Sam took yet another drag, blew yet another stream of smoke into the sodden air, and chucked the burning butt into the tin ashtray he kept on the plant shelf. Charlie Wicklow was babbling on and on, on and on. Sam didn’t want to listen to him. Charlie Wicklow was a Protestant, and like all Protestants he was going to end up giving Sam a headache. This was true even though Sam hadn’t been inside a Catholic Church for over twenty-five years.

“Charlie,” Sam said, “calm down a minute. Why did that invitation come to you?”

“Your invitations always come to me,” Charlie said. “At least, they do when they’re from somebody you don’t know.”

“Right. They come here when they’re from somebody I do know.”

“I don’t get it.”

“It’s just this, Charlie. I don’t know any of the Sisters of Divine Grace on a first-name basis, to put it both awkwardly and inaccurately, but I do know them. They send a pair to knock on my door twice a year collecting for their missions, and I give to their missions, too, to the tune of four or five hundred dollars a visit—”

“That must be why you got invited.”

“Maybe so, Charlie, but the point is, if they want to invite me to this reception, why don’t they just send another pair up to deliver the invitation? They love coming up here.

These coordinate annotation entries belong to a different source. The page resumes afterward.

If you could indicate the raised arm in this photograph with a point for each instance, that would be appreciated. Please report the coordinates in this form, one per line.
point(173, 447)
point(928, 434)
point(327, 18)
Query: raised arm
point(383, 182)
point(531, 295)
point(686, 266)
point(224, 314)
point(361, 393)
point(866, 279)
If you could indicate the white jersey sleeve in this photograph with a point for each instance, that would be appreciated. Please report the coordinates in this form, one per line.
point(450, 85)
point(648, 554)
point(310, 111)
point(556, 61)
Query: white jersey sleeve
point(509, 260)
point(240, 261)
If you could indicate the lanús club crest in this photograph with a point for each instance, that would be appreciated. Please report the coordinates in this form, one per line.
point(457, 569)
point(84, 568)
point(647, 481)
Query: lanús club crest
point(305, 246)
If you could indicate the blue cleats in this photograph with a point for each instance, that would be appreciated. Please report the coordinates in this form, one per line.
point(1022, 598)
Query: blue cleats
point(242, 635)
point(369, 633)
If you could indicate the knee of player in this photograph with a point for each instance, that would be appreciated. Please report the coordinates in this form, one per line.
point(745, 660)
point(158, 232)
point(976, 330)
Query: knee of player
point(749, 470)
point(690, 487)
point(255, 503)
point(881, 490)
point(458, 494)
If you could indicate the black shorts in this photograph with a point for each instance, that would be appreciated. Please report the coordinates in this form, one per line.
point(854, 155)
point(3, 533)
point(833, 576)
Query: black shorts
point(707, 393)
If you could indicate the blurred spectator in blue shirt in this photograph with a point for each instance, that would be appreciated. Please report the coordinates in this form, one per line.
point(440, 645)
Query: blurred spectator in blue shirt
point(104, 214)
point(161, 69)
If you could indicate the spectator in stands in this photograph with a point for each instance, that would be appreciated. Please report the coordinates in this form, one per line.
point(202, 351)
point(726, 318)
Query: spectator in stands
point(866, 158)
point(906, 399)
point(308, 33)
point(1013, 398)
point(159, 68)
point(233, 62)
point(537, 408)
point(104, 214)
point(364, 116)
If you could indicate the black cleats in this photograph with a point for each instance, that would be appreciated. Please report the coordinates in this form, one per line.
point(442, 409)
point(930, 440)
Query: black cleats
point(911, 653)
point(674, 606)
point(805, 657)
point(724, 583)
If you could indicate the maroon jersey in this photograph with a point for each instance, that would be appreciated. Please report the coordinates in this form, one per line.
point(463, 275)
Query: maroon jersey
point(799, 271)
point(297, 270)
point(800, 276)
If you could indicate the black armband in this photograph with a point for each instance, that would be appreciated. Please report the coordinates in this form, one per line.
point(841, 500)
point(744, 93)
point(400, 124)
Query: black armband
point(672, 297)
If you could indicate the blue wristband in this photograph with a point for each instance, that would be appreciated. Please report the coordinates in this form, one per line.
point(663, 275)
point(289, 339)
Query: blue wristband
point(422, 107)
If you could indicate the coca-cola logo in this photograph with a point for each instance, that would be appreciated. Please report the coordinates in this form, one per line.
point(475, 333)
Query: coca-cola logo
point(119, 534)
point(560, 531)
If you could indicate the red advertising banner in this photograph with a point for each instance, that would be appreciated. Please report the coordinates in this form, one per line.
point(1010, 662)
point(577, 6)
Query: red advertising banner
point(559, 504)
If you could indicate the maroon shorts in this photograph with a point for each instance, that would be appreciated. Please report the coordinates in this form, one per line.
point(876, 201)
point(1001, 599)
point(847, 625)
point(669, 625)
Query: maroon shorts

They stand around and sniff and try to figure out what I’m making in the kitchen.”

“What are you making in the kitchen?”

“Usually popcorn. Charlie, take a look at that invitation you’ve got and tell me—’”

But for once, Charlie didn’t have to be told. He was rustling papers. He was coughing and heaving and hemming and hawing. Finally, he got back on the line and said,

“The invitation didn’t actually come from the Sisters of Divine Grace. It’s for a reception at the Motherhouse of the Sisters of Divine Grace, but the invitation itself is from the Cardinal’s office.”

“Ah.”

“What do you mean, ‘ah.’”

“I mean you’ve got to hold on for a second. There’s something I want to do.”

The something Sam wanted to do was get closer to the screen. He could have done that with the phone in his hand, but then he would have been distracted by Charlie’s nattering. There was movement at the little house down the hill at last. The front door had been flung open and slammed shut. The drive had been possessed by a swirling storm of beige raincoat and wide-legged dark blue pants. She always dressed like that, in pants with legs so wide they might as well have been culottes and tight little shells topped by oversize jackets that flowed almost to her knees. She had straight blond hair blunt cut to her shoulders and across her forehead that reminded Sam of Mary from the folk song group from the sixties. She was five feet four and maybe a hundred and forty-five pounds. Like most American women with the kind of figure Sam liked, she probably thought she was fat.

She got to her car, dropped her keys, managed to pick them up without ruining her clothes in a mud puddle, and let herself into her car. Seconds later, smoke began to pump out of her exhaust pipe. Sam leaned sideways and grabbed his telescope. He had never done that before—he didn’t spy on her, for God’s sake; that wasn’t what the telescope was for—but today he was worried. The road to the bottom of the hill was narrow and twisting and hardly safe for a vehicle meant to cruise on city streets. He should have gone down and offered her a lift this morning. It would have been a good way to get himself introduced.